Ülke bu iki süreç kapsamında özel bir kimliğe sahip oldu. Cumhurbaşkanlığı danışmanlarından Erşat Hürmüzlü El Vasat gazetesiyle söyleşisinde, Türkiye'nin kimliğinin ideolojik bir sınıflandırmaya konulmasını reddedip 'Türkiye'nin kimliğinin Türkiye olduğunu' söylüyordu. Hürmüzlü kanıt olarak da, NATO üyeliğinin ve AB yolunda mesafe katedilmesinin karşısında Türkiye'nin İslam Konferansı Örgütü içindeki gücünü, Arap ülkeleri arasındaki açık rolünü, Arap Birliği'ndeki gözlemci statüsünü gösteriyordu. Danışman, Türkiye'den başka hiçbir devletin hem Doğulu hem de Batılı bir kimlik taşımadığını belirtiyordu.
Türkiye'deki siyasi partilere farklı mesafelerde durmak istemiyoruz, bizlerin ve Türk siyasilerin itiraf etmesi gerekir ki, Türkiye Arap ve Müslümanlara AKP dönemindeki kadar yakın olmamıştı. Türkiye Arapların, Müslümanların ve Batı'nın ortağı haline gelmesi sonrası bölgenin istikrarını ve kendi güvenliğini korumaya çalışıyor. Bununla birlikte, yanıtını bulamadığımız soru şu: AKP iktidarının değişmesi sonrası Türkiye, hem Doğu'ya hem de Batı'ya yakın durmayı sürdürebilir mi? Diğer Türk siyasetçiler, Türkiye'nin başarısının yanı sıra bölgesel ve uluslararası konumunu koruması için bu yöntemin ideal olduğunu öğrendi mi?
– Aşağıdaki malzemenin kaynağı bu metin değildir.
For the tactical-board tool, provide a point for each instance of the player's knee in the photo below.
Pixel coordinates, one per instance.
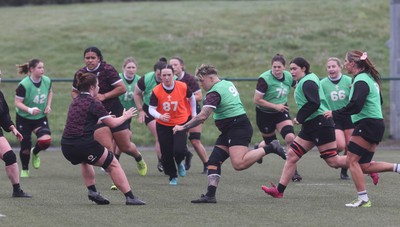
(287, 131)
(297, 149)
(43, 131)
(44, 143)
(9, 158)
(329, 153)
(194, 136)
(365, 154)
(269, 139)
(217, 157)
(108, 160)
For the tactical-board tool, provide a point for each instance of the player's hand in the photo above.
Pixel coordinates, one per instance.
(34, 111)
(128, 114)
(47, 110)
(17, 134)
(328, 114)
(281, 107)
(177, 128)
(165, 117)
(142, 116)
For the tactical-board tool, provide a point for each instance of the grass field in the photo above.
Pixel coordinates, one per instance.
(60, 197)
(238, 37)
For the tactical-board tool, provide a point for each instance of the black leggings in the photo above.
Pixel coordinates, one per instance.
(173, 148)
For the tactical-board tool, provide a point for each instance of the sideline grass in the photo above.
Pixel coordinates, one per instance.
(60, 197)
(238, 37)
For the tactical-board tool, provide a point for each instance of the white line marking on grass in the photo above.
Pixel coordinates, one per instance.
(322, 184)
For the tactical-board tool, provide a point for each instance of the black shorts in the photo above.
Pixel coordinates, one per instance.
(266, 122)
(343, 123)
(78, 153)
(238, 133)
(319, 130)
(370, 129)
(116, 110)
(26, 126)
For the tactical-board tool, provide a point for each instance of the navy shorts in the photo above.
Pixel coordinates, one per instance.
(78, 153)
(266, 122)
(319, 130)
(371, 130)
(343, 123)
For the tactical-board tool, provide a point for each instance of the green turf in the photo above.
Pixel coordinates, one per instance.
(60, 197)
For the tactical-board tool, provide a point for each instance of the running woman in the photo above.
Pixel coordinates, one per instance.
(33, 99)
(223, 101)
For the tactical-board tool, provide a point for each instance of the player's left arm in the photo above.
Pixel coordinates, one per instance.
(49, 101)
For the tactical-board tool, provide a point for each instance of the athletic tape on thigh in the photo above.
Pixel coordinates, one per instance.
(329, 153)
(269, 139)
(108, 160)
(194, 136)
(9, 158)
(287, 130)
(298, 149)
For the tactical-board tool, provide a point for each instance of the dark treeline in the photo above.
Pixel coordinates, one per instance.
(48, 2)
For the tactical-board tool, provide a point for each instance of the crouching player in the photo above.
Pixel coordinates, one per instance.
(6, 153)
(78, 144)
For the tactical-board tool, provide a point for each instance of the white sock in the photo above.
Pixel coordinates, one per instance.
(363, 195)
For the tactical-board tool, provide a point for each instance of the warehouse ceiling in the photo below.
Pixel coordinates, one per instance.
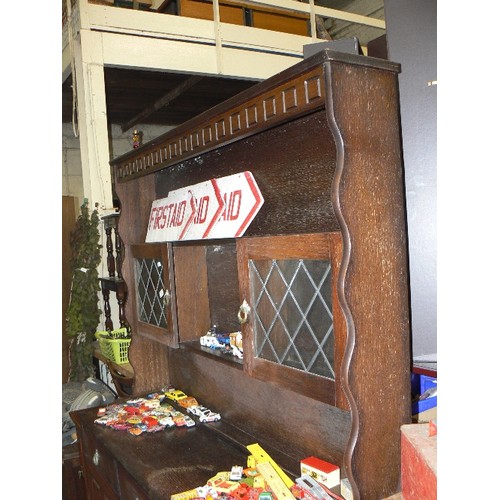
(162, 98)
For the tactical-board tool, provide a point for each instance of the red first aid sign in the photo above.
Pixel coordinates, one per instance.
(218, 208)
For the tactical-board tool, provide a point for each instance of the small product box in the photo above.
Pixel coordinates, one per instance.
(324, 472)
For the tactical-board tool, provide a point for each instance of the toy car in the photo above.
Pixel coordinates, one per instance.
(187, 402)
(175, 395)
(204, 414)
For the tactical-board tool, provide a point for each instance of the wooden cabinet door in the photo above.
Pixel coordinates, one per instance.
(294, 333)
(154, 292)
(99, 490)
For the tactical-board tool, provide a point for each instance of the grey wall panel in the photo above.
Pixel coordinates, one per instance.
(411, 41)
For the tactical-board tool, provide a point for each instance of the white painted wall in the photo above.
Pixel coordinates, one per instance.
(72, 180)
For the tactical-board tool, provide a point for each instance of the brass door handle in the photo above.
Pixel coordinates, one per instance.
(243, 312)
(167, 298)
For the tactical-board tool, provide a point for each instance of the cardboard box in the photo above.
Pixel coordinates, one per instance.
(324, 472)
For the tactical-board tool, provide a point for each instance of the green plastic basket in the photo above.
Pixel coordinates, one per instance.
(112, 346)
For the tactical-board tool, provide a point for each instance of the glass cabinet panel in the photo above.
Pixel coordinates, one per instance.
(292, 302)
(294, 331)
(154, 292)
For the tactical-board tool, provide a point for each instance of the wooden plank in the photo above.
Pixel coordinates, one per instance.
(163, 101)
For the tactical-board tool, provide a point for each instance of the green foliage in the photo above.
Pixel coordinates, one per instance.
(82, 317)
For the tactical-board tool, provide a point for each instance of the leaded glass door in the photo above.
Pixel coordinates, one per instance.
(295, 331)
(155, 292)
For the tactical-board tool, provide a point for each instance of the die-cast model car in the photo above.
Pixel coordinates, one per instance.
(204, 414)
(175, 395)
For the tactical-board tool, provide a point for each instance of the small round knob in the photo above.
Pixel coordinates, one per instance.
(243, 312)
(96, 458)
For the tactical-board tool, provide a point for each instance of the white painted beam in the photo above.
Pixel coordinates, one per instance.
(92, 119)
(190, 57)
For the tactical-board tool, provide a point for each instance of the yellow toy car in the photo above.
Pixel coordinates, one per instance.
(175, 395)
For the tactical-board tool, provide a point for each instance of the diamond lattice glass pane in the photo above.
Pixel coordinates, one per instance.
(293, 320)
(150, 291)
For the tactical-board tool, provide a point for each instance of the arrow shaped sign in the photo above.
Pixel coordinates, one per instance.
(218, 208)
(242, 200)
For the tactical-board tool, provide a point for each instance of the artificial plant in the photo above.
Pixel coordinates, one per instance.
(83, 313)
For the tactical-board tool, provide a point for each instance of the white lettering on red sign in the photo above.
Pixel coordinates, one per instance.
(218, 208)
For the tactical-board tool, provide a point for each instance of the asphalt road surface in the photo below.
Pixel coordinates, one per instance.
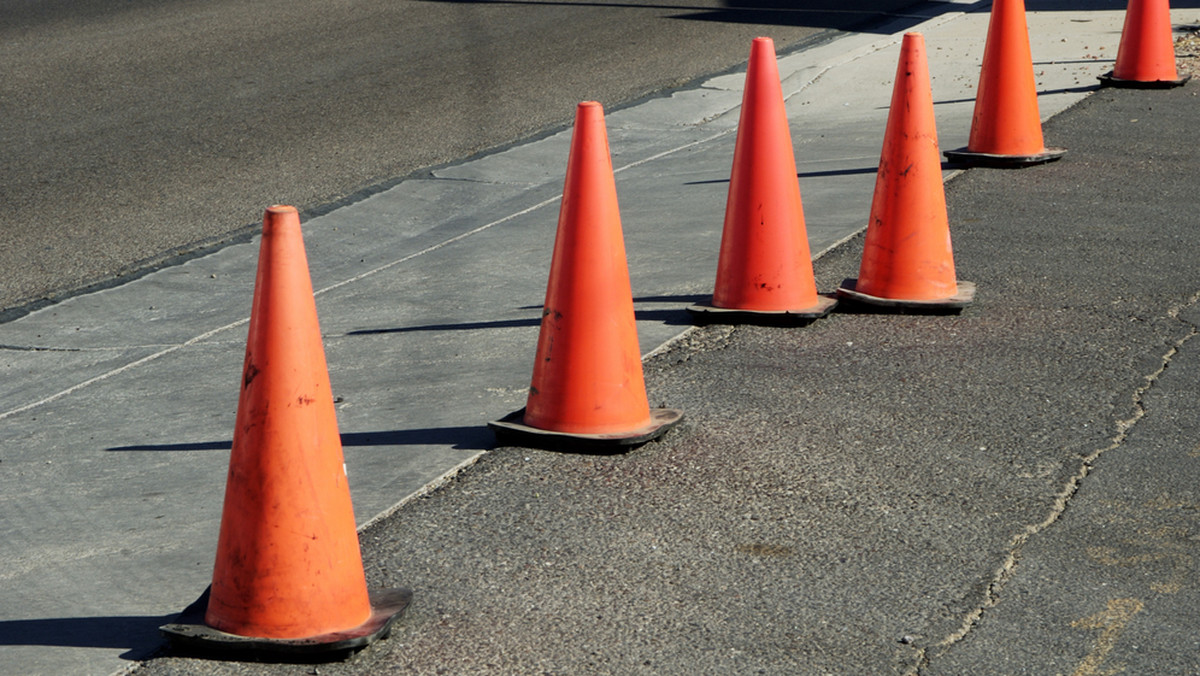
(137, 132)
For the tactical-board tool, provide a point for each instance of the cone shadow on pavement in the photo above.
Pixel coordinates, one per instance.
(288, 581)
(1146, 55)
(587, 392)
(907, 261)
(1006, 129)
(765, 268)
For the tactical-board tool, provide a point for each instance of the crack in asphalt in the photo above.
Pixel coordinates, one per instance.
(1017, 545)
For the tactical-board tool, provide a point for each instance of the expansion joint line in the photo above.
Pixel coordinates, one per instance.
(1017, 544)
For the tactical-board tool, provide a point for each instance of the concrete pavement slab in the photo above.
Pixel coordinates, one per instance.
(117, 462)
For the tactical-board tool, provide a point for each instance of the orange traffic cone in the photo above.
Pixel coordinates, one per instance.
(1006, 130)
(288, 578)
(907, 262)
(1146, 57)
(587, 390)
(765, 269)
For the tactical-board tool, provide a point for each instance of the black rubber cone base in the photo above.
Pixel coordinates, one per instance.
(190, 635)
(511, 430)
(971, 159)
(955, 303)
(1109, 79)
(713, 315)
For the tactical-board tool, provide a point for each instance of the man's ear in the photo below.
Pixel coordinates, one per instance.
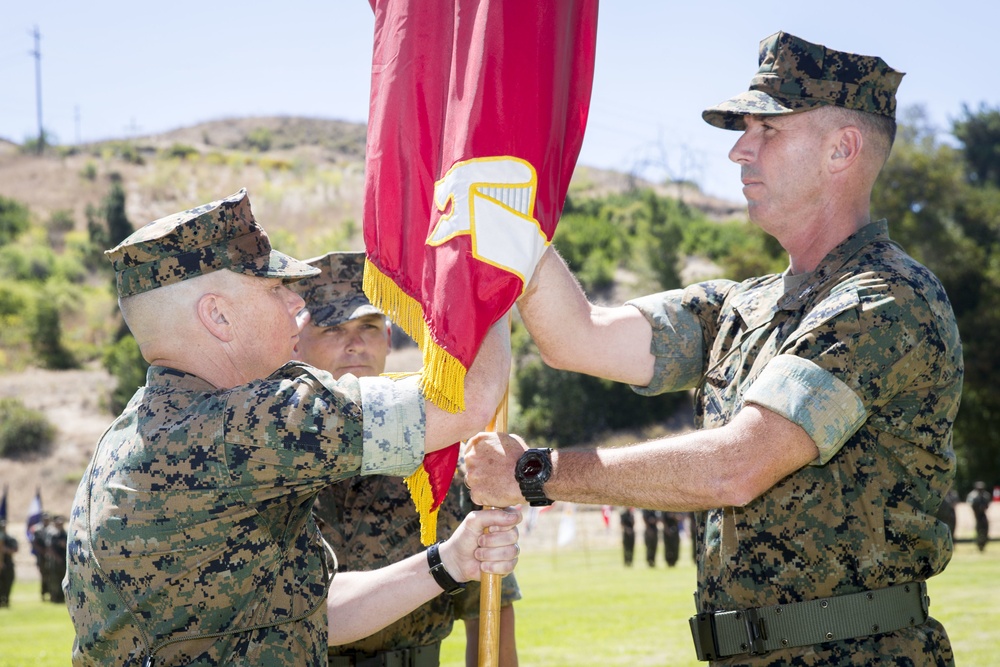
(847, 148)
(212, 314)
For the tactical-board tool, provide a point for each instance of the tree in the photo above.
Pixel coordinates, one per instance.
(113, 209)
(947, 216)
(46, 336)
(979, 133)
(124, 361)
(14, 219)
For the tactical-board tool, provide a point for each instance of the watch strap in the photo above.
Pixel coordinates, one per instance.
(440, 574)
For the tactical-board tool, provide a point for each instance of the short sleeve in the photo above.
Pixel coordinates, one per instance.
(678, 343)
(805, 394)
(393, 425)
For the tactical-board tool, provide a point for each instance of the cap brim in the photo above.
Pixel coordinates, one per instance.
(335, 316)
(729, 115)
(279, 265)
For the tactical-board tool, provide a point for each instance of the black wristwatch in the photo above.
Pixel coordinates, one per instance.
(533, 469)
(445, 580)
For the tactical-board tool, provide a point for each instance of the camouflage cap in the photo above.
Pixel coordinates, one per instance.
(335, 295)
(219, 235)
(796, 75)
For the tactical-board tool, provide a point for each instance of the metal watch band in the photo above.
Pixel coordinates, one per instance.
(535, 496)
(441, 576)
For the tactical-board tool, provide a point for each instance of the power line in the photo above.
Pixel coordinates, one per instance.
(37, 53)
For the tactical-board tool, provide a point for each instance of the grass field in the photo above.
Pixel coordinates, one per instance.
(583, 607)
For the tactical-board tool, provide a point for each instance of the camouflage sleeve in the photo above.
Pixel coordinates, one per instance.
(802, 392)
(393, 425)
(856, 352)
(682, 324)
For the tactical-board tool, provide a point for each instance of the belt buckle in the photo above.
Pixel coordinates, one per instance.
(703, 633)
(756, 632)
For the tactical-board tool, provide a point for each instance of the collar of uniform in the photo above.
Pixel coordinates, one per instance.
(800, 291)
(161, 376)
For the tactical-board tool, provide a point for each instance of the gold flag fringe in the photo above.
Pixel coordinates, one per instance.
(442, 378)
(419, 486)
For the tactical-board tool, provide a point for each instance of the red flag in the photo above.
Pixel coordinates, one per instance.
(478, 109)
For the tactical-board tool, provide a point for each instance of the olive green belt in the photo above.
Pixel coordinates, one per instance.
(762, 629)
(421, 656)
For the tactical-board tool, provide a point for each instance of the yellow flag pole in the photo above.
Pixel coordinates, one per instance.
(489, 597)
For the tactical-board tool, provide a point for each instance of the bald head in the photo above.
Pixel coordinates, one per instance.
(225, 327)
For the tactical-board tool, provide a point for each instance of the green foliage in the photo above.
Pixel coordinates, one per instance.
(61, 221)
(979, 133)
(124, 361)
(260, 139)
(180, 151)
(947, 216)
(27, 261)
(89, 172)
(113, 209)
(664, 230)
(46, 336)
(22, 430)
(591, 248)
(561, 408)
(14, 219)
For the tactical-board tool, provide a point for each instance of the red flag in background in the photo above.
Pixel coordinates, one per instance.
(478, 109)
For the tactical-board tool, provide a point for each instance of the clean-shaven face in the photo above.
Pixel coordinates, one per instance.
(357, 346)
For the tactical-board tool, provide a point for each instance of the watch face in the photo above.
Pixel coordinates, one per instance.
(531, 467)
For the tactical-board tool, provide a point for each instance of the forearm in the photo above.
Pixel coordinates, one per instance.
(724, 467)
(572, 334)
(361, 603)
(727, 466)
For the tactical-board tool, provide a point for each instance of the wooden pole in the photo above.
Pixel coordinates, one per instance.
(489, 597)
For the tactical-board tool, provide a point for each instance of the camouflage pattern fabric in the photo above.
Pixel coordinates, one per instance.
(865, 355)
(796, 75)
(191, 536)
(219, 235)
(335, 296)
(370, 522)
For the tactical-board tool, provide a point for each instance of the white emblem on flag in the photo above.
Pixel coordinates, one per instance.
(493, 200)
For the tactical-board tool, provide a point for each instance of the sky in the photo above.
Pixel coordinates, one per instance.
(112, 69)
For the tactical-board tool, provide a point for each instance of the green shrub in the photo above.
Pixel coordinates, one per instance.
(28, 262)
(180, 151)
(124, 361)
(46, 337)
(22, 430)
(14, 219)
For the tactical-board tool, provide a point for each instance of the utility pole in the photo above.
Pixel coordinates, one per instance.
(37, 53)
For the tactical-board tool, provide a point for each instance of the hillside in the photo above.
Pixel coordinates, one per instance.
(305, 178)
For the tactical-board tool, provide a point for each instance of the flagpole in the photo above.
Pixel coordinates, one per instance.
(489, 597)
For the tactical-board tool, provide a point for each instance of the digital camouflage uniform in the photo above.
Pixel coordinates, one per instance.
(191, 537)
(8, 547)
(371, 522)
(864, 354)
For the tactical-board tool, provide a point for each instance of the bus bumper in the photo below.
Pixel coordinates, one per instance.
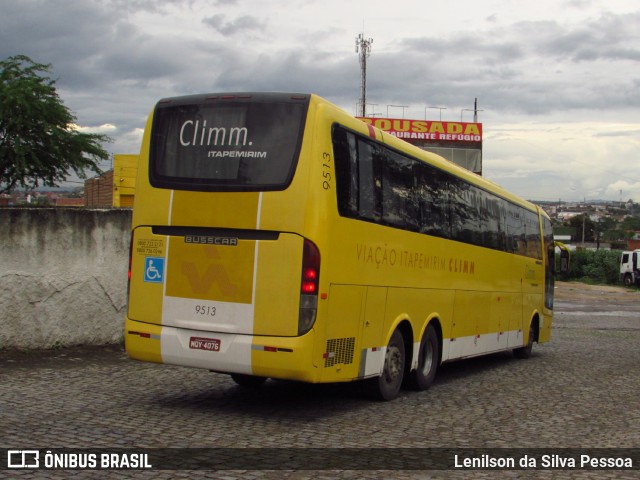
(289, 358)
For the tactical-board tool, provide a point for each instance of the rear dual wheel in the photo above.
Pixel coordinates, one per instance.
(525, 352)
(428, 360)
(387, 386)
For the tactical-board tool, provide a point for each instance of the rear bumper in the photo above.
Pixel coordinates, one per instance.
(289, 358)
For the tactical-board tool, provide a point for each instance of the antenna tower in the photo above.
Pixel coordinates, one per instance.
(363, 47)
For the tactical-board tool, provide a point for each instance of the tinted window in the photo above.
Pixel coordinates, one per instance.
(200, 144)
(381, 185)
Türkiye'nin BM Güvenlik Konseyi'nde herkes için güç kaynağı olacağı kesin. Zira Doğulular Türkiye'de kendi paylarını görüyor, Batılılar da bu ülkenin kendilerine yakın
olduğunu düşünüyor. Türkiye'nin herkese karşı nerede duracağını bekleyip göreceğiz.